Re: optimize and mergeFactor

2011-02-16 Thread Markus Jelsma
 In my own Solr 1.4, I am pretty sure that running an index optimize does
 give me significant better performance. Perhaps because I use some
 largeish (not huge, maybe as large as 200k) stored fields.

200.000 stored fields? I asume that number includes your number of documents? 
Sounds crazy =)

 
 So I'm interested in always keeping my index optimized.
 
 Am I right that if I set mergeFactor to '1', essentially my index will
 always be optimized after every commit, and actually running 'optimize'
 will be redundant?

You can set mergeFactor to 2, not lower. 

 
 What are the possible negative repurcussions of setting mergeFactor to
 1? Is this a really bad idea?  If not 1, what about some other
 lower-than-usually-recommended value like 2 or 3?  Anyone done this?
 I imagine it will slow down my commits, but if the alternative is
 running optimize a lot anyway I wonder at what point I get 'break
 even' (if I optimize after every single commit, clearly might as well
 just set the mergeFactor low, right?
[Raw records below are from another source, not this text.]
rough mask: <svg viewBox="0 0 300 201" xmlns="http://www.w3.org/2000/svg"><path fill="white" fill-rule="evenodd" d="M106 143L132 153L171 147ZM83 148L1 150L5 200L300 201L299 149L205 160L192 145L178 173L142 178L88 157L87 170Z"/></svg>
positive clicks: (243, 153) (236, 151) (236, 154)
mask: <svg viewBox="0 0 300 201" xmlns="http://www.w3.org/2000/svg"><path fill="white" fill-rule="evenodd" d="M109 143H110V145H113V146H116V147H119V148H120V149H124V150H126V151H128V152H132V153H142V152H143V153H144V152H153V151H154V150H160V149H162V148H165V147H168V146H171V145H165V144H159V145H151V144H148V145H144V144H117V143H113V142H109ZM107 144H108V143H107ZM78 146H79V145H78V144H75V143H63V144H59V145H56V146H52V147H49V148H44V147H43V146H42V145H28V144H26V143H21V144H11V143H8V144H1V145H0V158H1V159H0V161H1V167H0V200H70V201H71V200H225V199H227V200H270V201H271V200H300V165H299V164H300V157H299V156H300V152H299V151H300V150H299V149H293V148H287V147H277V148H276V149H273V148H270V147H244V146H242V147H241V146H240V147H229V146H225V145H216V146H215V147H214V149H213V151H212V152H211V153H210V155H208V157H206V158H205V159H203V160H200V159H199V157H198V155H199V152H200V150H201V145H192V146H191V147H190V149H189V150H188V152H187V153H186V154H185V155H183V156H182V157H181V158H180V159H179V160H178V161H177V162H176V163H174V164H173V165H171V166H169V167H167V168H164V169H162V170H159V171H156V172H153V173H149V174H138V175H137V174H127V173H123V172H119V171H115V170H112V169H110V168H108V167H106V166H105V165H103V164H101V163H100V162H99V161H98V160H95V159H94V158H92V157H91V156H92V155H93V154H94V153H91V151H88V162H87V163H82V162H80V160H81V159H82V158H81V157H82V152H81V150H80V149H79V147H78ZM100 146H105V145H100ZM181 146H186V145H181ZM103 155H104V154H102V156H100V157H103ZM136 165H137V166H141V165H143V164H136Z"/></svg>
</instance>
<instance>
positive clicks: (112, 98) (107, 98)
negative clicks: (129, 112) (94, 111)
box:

But if I optimize after every X
 documents or Y commits don't know what X/Y are break-even).

This depends on commit rate and if there are a lot of updates and deletes 
instead of adds. Setting it very low will indeed cause a lot of merging and 
slow commits. It will also be very slow in replication because merged files are 
copied over again and again, causing high I/O on your slaves.

There is always a `break even` but it depends (as usual) on your scenario and 
business demands.

 
 Jonathan


Re: optimize and mergeFactor

2011-02-16 Thread Jonathan Rochkind

Thanks for the answers, more questions below.
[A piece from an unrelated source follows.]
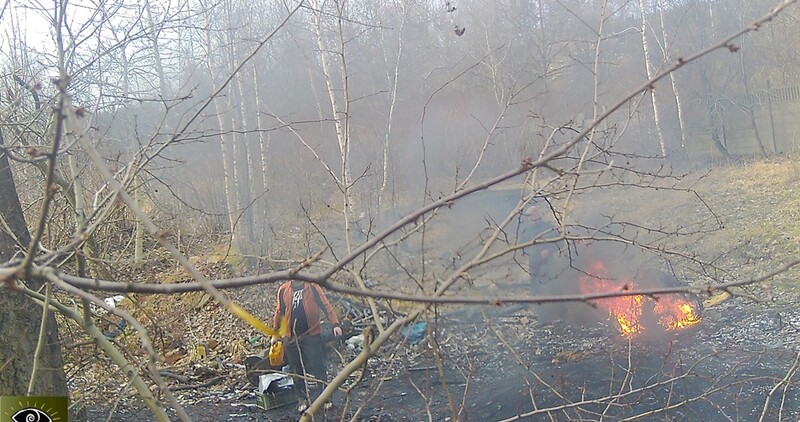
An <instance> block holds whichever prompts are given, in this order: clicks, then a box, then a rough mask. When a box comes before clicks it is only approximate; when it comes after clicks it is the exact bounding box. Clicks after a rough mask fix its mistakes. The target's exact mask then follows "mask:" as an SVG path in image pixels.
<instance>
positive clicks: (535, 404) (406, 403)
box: [90, 299, 800, 421]
mask: <svg viewBox="0 0 800 422" xmlns="http://www.w3.org/2000/svg"><path fill="white" fill-rule="evenodd" d="M738 301H739V299H733V300H731V301H729V302H726V303H723V304H722V305H719V306H718V307H715V308H712V309H707V310H706V311H705V313H704V315H703V318H704V319H703V322H702V323H701V324H699V325H698V326H697V327H696V328H692V329H687V330H685V331H681V332H676V333H672V334H670V335H667V336H661V337H659V338H646V339H632V340H631V339H625V338H623V337H622V336H620V335H619V333H616V332H614V331H613V330H611V329H610V328H609V327H608V326H600V325H598V326H596V327H575V326H571V325H566V324H562V323H559V322H555V323H551V324H547V325H541V324H538V323H537V322H536V320H535V316H534V315H533V311H535V309H528V308H522V309H519V308H515V309H508V310H503V309H490V310H489V314H487V315H485V319H484V315H480V312H478V310H477V309H475V310H473V311H475V312H474V313H473V314H472V315H469V312H466V313H465V312H460V313H458V314H457V315H454V316H453V318H455V319H452V320H447V321H446V322H447V324H443V325H444V326H447V327H448V328H447V330H441V332H438V333H436V337H438V339H439V340H438V341H439V342H440V348H441V351H442V353H441V357H442V362H443V371H442V374H443V376H440V373H439V371H438V370H437V367H436V360H435V359H434V358H433V356H432V355H431V354H430V353H427V352H426V351H425V349H428V348H429V347H428V346H426V345H425V344H420V345H416V346H410V347H405V346H401V347H396V348H394V349H393V350H389V349H387V350H386V352H388V354H390V355H392V354H393V355H394V356H396V357H397V359H396V360H393V361H390V360H388V359H378V358H375V359H372V360H371V362H370V365H369V367H368V368H367V372H366V374H365V376H364V379H363V381H362V383H361V384H359V385H358V386H357V387H356V388H354V389H353V391H351V392H350V393H349V394H348V395H347V396H345V395H344V394H337V396H336V397H335V399H334V403H335V407H334V408H333V409H331V410H330V411H328V412H326V413H324V414H322V415H318V416H317V417H316V418H315V420H331V421H332V420H343V419H344V420H358V421H378V420H380V421H419V420H436V421H445V420H452V417H451V409H450V406H449V404H448V397H447V396H446V395H445V394H444V393H443V391H444V390H443V388H442V385H443V384H444V385H447V388H448V389H447V391H448V392H449V394H450V397H449V399H450V400H452V401H453V404H454V406H455V408H456V409H457V410H456V412H460V414H459V416H458V417H459V419H460V420H471V421H488V420H504V419H508V418H515V417H517V416H518V415H526V414H527V416H523V417H521V418H519V420H543V419H545V418H547V419H549V418H551V417H552V418H554V419H555V420H575V419H578V420H598V419H601V416H602V417H605V418H607V419H609V420H622V419H623V418H625V417H635V416H637V415H639V417H640V418H642V419H644V420H756V419H758V417H759V415H761V414H762V413H763V414H764V415H766V416H767V420H798V418H800V410H798V409H800V396H798V390H797V388H796V387H795V386H794V385H792V386H791V387H790V386H789V384H783V383H782V381H781V380H784V379H789V380H791V379H792V378H793V377H794V375H795V373H794V371H795V370H796V369H797V368H796V365H797V360H796V359H797V350H796V348H795V345H796V344H798V340H800V307H797V306H790V307H786V308H784V309H781V310H775V309H772V308H766V307H763V306H757V305H752V304H747V303H737V302H738ZM476 315H479V316H476ZM442 322H445V321H442ZM430 340H431V339H428V340H427V341H430ZM337 347H338V348H339V349H340V350H341V349H344V347H343V346H342V345H339V346H337ZM401 349H402V350H401ZM334 366H335V365H332V369H334V368H333V367H334ZM253 390H254V389H253V388H252V387H250V388H247V389H245V392H246V393H248V394H246V395H244V396H242V395H243V394H242V393H241V392H239V393H236V392H235V391H233V390H232V389H228V390H227V391H226V390H222V391H216V390H215V389H207V390H203V389H201V390H198V391H195V392H191V393H188V394H185V395H182V401H185V402H187V403H191V404H189V405H187V406H186V410H187V412H188V413H189V415H190V416H191V417H192V419H193V420H196V421H290V420H297V418H298V416H299V415H298V413H296V411H295V409H294V406H286V407H283V408H279V409H275V410H271V411H264V410H261V409H258V408H256V407H255V404H254V403H255V398H254V396H253V392H254V391H253ZM236 394H238V396H237V395H236ZM611 396H616V398H614V399H611V398H610V397H611ZM768 398H769V399H768ZM537 409H538V412H539V413H536V414H531V413H532V412H536V411H537ZM90 420H111V421H151V420H154V418H153V417H152V415H150V414H149V412H147V411H146V410H145V409H143V408H142V407H141V406H140V405H136V404H135V403H127V404H125V405H121V406H119V407H118V408H117V409H115V410H114V411H113V412H111V414H110V415H109V409H108V408H93V409H92V411H91V413H90Z"/></svg>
On 2/16/2011 3:37 PM, Markus Jelsma wrote:



200.000 stored fields? I asume that number includes your number of documents?
Sounds crazy =)


Nope, I wasn't clear. I have less than a dozen stored field, but the 
value of a stored field can sometimes be as large as 200kb.




You can set mergeFactor to 2, not lower.


Am I right though that manually running an 'optimize' is the equivalent 
of a mergeFactor=1?  So there's no way to get Solr to keep the index in 
an 'always optimized' state, if I'm understanding correctly? Cool. Just 
want to understand what's going on.



This depends on commit rate and if there are a lot of updates and deletes
instead of adds. Setting it very low will indeed cause a lot of merging and
slow commits. It will also be very slow in replication because merged files are
copied over again and again, causing high I/O on your slaves.
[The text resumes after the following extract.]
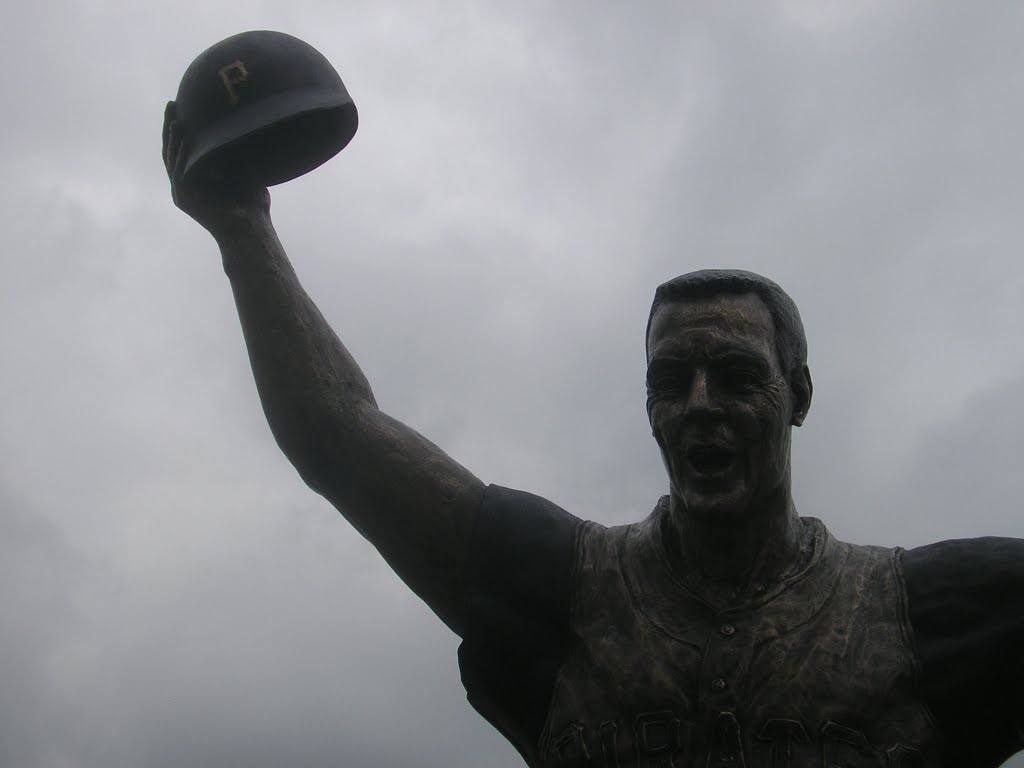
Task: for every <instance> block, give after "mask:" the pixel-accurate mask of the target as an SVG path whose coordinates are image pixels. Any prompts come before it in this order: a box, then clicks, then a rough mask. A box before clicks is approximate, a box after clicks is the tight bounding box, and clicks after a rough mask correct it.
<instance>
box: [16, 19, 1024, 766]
mask: <svg viewBox="0 0 1024 768" xmlns="http://www.w3.org/2000/svg"><path fill="white" fill-rule="evenodd" d="M0 28H2V29H3V30H4V31H5V32H6V35H5V43H4V45H3V46H0V66H2V68H0V69H2V71H3V72H5V73H6V76H5V78H4V85H3V93H4V99H3V101H4V109H3V114H4V120H3V122H2V124H0V136H2V139H3V140H2V141H0V160H2V162H0V167H2V168H3V173H4V176H5V183H3V184H2V185H0V243H2V245H3V247H2V249H0V359H2V360H3V365H2V369H0V370H2V376H0V452H2V458H3V461H2V463H0V606H2V607H3V609H2V611H0V669H2V675H0V679H2V681H3V682H2V684H0V765H2V766H4V767H6V766H11V767H13V768H164V767H165V766H166V767H167V768H181V767H182V766H243V765H244V766H249V767H251V768H264V767H265V768H272V767H279V766H285V765H291V766H303V767H305V766H309V767H310V768H319V767H322V766H323V767H325V768H326V767H327V766H332V767H335V766H351V767H352V768H375V767H377V766H382V767H383V766H406V765H409V766H412V765H418V766H452V767H455V768H512V766H516V765H519V764H520V761H519V759H518V757H517V755H516V753H515V752H514V750H513V749H512V748H511V746H509V745H507V744H506V743H505V742H504V740H503V739H502V738H501V736H500V735H498V734H497V732H495V731H494V730H493V729H492V728H490V726H488V725H487V724H486V723H485V722H484V721H483V720H482V719H480V718H479V717H478V716H477V715H476V714H475V713H474V712H473V711H472V710H471V709H470V708H469V706H468V705H467V703H466V702H465V694H464V691H463V689H462V687H461V685H460V682H459V672H458V666H457V660H456V648H457V646H458V638H457V637H455V636H454V635H453V634H451V633H450V632H449V631H447V630H446V629H445V628H444V627H443V626H442V625H441V624H440V623H439V622H437V621H436V620H435V618H434V616H433V614H432V613H430V611H429V610H428V609H427V608H426V607H424V606H423V605H422V604H420V603H419V602H418V601H417V599H416V598H415V597H413V596H412V595H411V594H409V593H407V591H406V589H404V588H403V587H402V586H401V584H400V583H399V582H398V580H397V579H396V578H395V577H394V575H393V574H392V573H391V572H390V571H389V569H388V568H387V567H386V565H385V564H384V562H383V560H381V559H380V557H379V556H378V555H377V553H376V552H375V551H374V550H373V548H372V547H370V546H369V545H368V544H367V543H366V542H364V541H362V540H361V539H360V538H359V537H358V535H356V534H355V532H354V531H353V530H351V529H350V528H349V527H348V526H347V524H346V523H345V522H344V521H343V520H342V519H341V517H340V516H339V515H338V514H337V512H335V511H334V510H333V509H332V508H331V507H330V506H329V505H327V504H326V503H325V502H323V501H322V500H321V499H319V498H318V497H316V496H315V495H313V494H312V493H311V492H309V490H308V489H306V487H305V486H304V485H303V483H302V482H301V480H300V479H299V478H298V476H297V475H296V473H295V472H294V470H293V469H292V468H291V467H290V465H289V464H288V463H287V461H286V460H285V459H284V458H283V457H282V455H281V454H280V453H279V451H278V449H276V446H275V444H274V442H273V440H272V438H271V436H270V433H269V430H268V429H267V427H266V425H265V422H264V420H263V416H262V412H261V410H260V407H259V402H258V400H257V397H256V392H255V387H254V386H253V384H252V380H251V375H250V372H249V367H248V361H247V357H246V353H245V349H244V346H243V343H242V337H241V333H240V330H239V328H238V321H237V318H236V315H234V309H233V304H232V302H231V297H230V292H229V287H228V284H227V281H226V279H225V278H224V276H223V273H222V271H221V267H220V263H219V257H218V253H217V250H216V248H215V245H214V243H213V241H212V240H211V239H210V238H209V236H207V234H206V233H205V232H204V231H203V230H202V229H200V228H199V227H198V226H197V225H196V224H194V223H193V222H191V221H190V220H189V219H188V218H187V217H185V216H184V215H183V214H181V213H180V212H179V211H177V210H176V209H175V208H174V207H173V206H172V204H171V202H170V198H169V195H168V188H167V182H166V178H165V176H164V172H163V168H162V165H161V162H160V128H161V120H162V113H163V108H164V103H165V102H166V100H167V99H168V98H171V97H173V95H174V93H175V91H176V89H177V84H178V80H179V79H180V76H181V74H182V73H183V71H184V69H185V68H186V67H187V65H188V63H189V61H190V60H191V59H193V58H194V57H195V56H196V55H197V54H198V53H199V52H200V51H202V50H203V49H204V48H206V47H207V46H209V45H211V44H212V43H214V42H216V41H217V40H219V39H221V38H224V37H227V36H228V35H231V34H234V33H237V32H242V31H245V30H249V29H275V30H281V31H284V32H288V33H291V34H293V35H296V36H298V37H300V38H303V39H304V40H306V41H308V42H310V43H311V44H313V45H314V46H315V47H317V48H318V49H319V50H321V51H323V52H324V53H325V54H326V55H327V56H328V57H329V58H330V59H331V60H332V61H333V62H334V63H335V65H336V66H337V68H338V69H339V71H340V72H341V75H342V77H343V79H344V81H345V83H346V85H347V86H348V88H349V91H350V92H351V94H352V95H353V97H354V99H355V101H356V103H357V105H358V108H359V115H360V126H359V131H358V134H357V135H356V137H355V138H354V140H353V141H352V143H351V144H350V145H349V146H348V147H347V148H346V150H345V151H344V152H343V153H342V154H341V155H340V156H338V157H337V158H336V159H334V160H332V161H331V162H330V163H329V164H327V165H326V166H324V167H322V168H321V169H318V170H316V171H314V172H313V173H311V174H309V175H307V176H305V177H303V178H301V179H298V180H295V181H293V182H290V183H289V184H287V185H284V186H281V187H276V188H274V189H273V213H274V220H275V222H276V225H278V229H279V232H280V233H281V237H282V240H283V241H284V243H285V245H286V248H287V249H288V251H289V253H290V255H291V257H292V259H293V261H294V263H295V265H296V268H297V270H298V271H299V274H300V276H301V278H302V280H303V281H304V284H305V286H306V287H307V289H308V291H309V292H310V293H311V294H312V296H313V298H314V299H315V301H316V302H317V303H318V305H319V306H321V308H322V310H323V311H324V313H325V314H326V316H327V317H328V318H329V321H330V322H331V323H332V324H333V325H334V327H335V329H336V330H337V331H338V333H339V335H340V336H341V337H342V338H343V339H344V340H345V342H346V344H347V345H348V347H349V349H350V350H351V351H352V352H353V354H354V355H355V356H356V358H357V359H358V360H359V361H360V364H361V365H362V368H364V371H365V372H366V374H367V375H368V377H369V379H370V381H371V383H372V384H373V386H374V389H375V392H376V394H377V399H378V401H379V402H380V404H381V407H382V408H384V409H385V410H387V411H388V412H389V413H391V414H392V415H393V416H395V417H397V418H399V419H401V420H403V421H406V422H408V423H409V424H411V425H412V426H414V427H416V428H417V429H419V430H420V431H422V432H424V433H425V434H426V435H428V436H429V437H430V438H432V439H433V440H434V441H435V442H437V443H438V444H440V445H441V446H442V447H444V449H445V450H446V451H447V452H449V453H450V454H452V455H453V456H454V457H455V458H457V459H458V460H459V461H461V462H462V463H463V464H465V465H466V466H468V467H469V468H470V469H471V470H472V471H474V472H475V473H476V474H477V476H479V477H480V478H481V479H483V480H485V481H487V482H497V483H501V484H505V485H511V486H515V487H521V488H524V489H528V490H531V492H535V493H538V494H541V495H544V496H546V497H548V498H550V499H552V500H553V501H555V502H557V503H558V504H560V505H562V506H563V507H565V508H567V509H569V510H570V511H572V512H574V513H575V514H578V515H581V516H584V517H588V518H591V519H596V520H599V521H601V522H604V523H618V522H625V521H630V520H634V519H638V518H639V517H641V516H643V515H645V514H647V512H648V511H649V509H650V508H651V507H652V505H653V504H654V502H655V501H656V499H657V497H658V496H659V495H660V494H663V493H664V492H665V489H666V484H667V483H666V479H665V476H664V470H663V469H662V465H660V460H659V458H658V455H657V452H656V450H655V446H654V443H653V440H652V439H651V438H650V434H649V427H648V425H647V422H646V416H645V412H644V386H643V381H644V358H643V330H644V323H645V319H646V314H647V309H648V306H649V301H650V298H651V295H652V292H653V289H654V287H655V286H656V285H657V284H658V283H660V282H663V281H665V280H667V279H670V278H672V276H674V275H676V274H678V273H681V272H685V271H689V270H691V269H695V268H699V267H710V266H735V267H742V268H749V269H753V270H755V271H759V272H763V273H765V274H767V275H769V276H771V278H772V279H774V280H775V281H777V282H778V283H780V284H781V285H782V286H783V287H784V288H785V289H786V290H787V291H788V292H790V293H791V294H792V296H793V297H794V298H795V300H796V301H797V303H798V304H799V306H800V307H801V310H802V313H803V316H804V323H805V326H806V328H807V332H808V337H809V343H810V365H811V371H812V375H813V377H814V382H815V394H814V402H813V406H812V408H811V412H810V416H809V418H808V421H807V424H806V426H805V427H803V428H802V429H801V430H799V431H798V433H797V435H796V437H795V449H794V451H795V459H794V463H795V484H796V497H797V504H798V507H799V509H800V511H801V513H802V514H805V515H811V516H815V517H820V518H822V519H824V520H825V522H826V523H827V524H828V525H829V527H830V528H831V529H833V531H834V532H836V534H837V536H839V537H840V538H842V539H845V540H848V541H853V542H857V543H872V544H885V545H891V546H895V545H901V546H915V545H920V544H924V543H927V542H931V541H935V540H940V539H946V538H956V537H970V536H982V535H1004V536H1017V537H1024V521H1022V518H1021V515H1020V511H1019V505H1020V504H1021V501H1020V500H1021V498H1022V495H1024V479H1022V478H1024V472H1021V470H1020V467H1019V463H1020V461H1021V459H1022V457H1024V445H1022V434H1024V409H1022V407H1021V396H1020V391H1021V388H1022V387H1024V348H1022V345H1021V338H1022V330H1024V302H1022V301H1021V296H1022V294H1024V263H1022V254H1024V217H1022V215H1021V210H1022V204H1024V153H1022V152H1021V137H1022V136H1024V78H1022V73H1024V45H1022V44H1021V40H1022V39H1024V4H1021V3H1012V2H996V1H993V2H989V3H984V4H969V3H961V2H945V3H925V2H912V1H906V2H886V3H882V2H857V3H852V2H850V3H843V4H840V3H824V2H768V1H767V0H766V1H764V2H757V3H754V2H749V3H743V2H733V3H712V2H705V3H683V2H657V3H654V2H635V3H625V2H612V1H611V0H606V1H605V0H600V1H599V0H590V1H588V2H583V1H582V0H579V1H577V2H557V3H556V2H539V1H525V0H519V1H517V2H470V1H469V0H467V1H466V2H447V3H442V2H429V1H427V0H418V1H417V2H413V1H412V0H411V1H410V2H404V3H403V2H396V1H392V0H378V1H377V2H374V3H369V2H365V3H354V2H339V1H338V0H331V2H328V1H327V0H292V1H291V2H287V3H285V2H280V1H274V2H270V1H269V0H266V1H263V2H258V1H255V0H248V1H247V2H241V1H240V0H220V1H219V2H215V3H198V2H197V3H187V2H176V3H172V2H166V1H163V0H159V1H158V0H154V1H152V2H145V3H141V2H129V1H128V0H93V1H92V2H74V1H73V0H44V1H43V2H38V3H34V4H33V3H13V2H9V3H4V4H3V6H2V7H0ZM1013 765H1016V766H1024V761H1021V762H1017V763H1013Z"/></svg>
There is always a `break even` but it depends (as usual) on your scenario and
business demands.



There are indeed sadly lots of updates and deletes, which is why I need 
to run optimize periodically. I am aware that this will cause more work 
for replication -- I think this is true whether I manually issue an 
optimize before replication _or_ whether I just keep the mergeFactor 
very low, right? Same issue either way.


So... if I'm going to do lots of updates and deletes, and my other 
option is running an optimize before replication anyway   is there 
any reason it's going to be completely stupid to set the mergeFactor to 
2 on the master?  I realize it'll mean all index files are going to have 
to be replicated, but that would be the case if I ran a manual optimize 
in the same situation before replication too, I think.


Jonathan


Re: optimize and mergeFactor

2011-02-16 Thread Markus Jelsma

 Thanks for the answers, more questions below.
 
 On 2/16/2011 3:37 PM, Markus Jelsma wrote:
  200.000 stored fields? I asume that number includes your number of
  documents? Sounds crazy =)
 
 Nope, I wasn't clear. I have less than a dozen stored field, but the
 value of a stored field can sometimes be as large as 200kb.
 
  You can set mergeFactor to 2, not lower.
 
 Am I right though that manually running an 'optimize' is the equivalent
 of a mergeFactor=1?  So there's no way to get Solr to keep the index in
 an 'always optimized' state, if I'm understanding correctly? Cool. Just
 want to understand what's going on.

That should be it. If i remember correctly a second segment is always written, 
new updates aren't merged immediately. 

 
  This depends on commit rate and if there are a lot of updates and deletes
  instead of adds. Setting it very low will indeed cause a lot of merging
  and slow commits. It will also be very slow in replication because
  merged files are copied over again and again, causing high I/O on your
  slaves.
  
  There is always a `break even` but it depends (as usual) on your scenario
  and business demands.
 
 There are indeed sadly lots of updates and deletes, which is why I need
 to run optimize periodically. I am aware that this will cause more work
 for replication -- I think this is true whether I manually issue an
 optimize before replication _or_ whether I just keep the mergeFactor
 very low, right? Same issue either way.

Yes. But having several segments shouldn't make that much of a difference. If 
search latency is just a few addidional milliseconds than i'd rather have a 
few more segments being copied over more quickly.

 
 So... if I'm going to do lots of updates and deletes, and my other
 option is running an optimize before replication anyway   is there
 any reason it's going to be completely stupid to set the mergeFactor to
 2 on the master?  I realize it'll mean all index files are going to have
 to be replicated, but that would be the case if I ran a manual optimize
 in the same situation before replication too, I think.

No, it's not stupid if you allow for slow indexing and slow copying of files 
but want a very quick search.

 
 Jonathan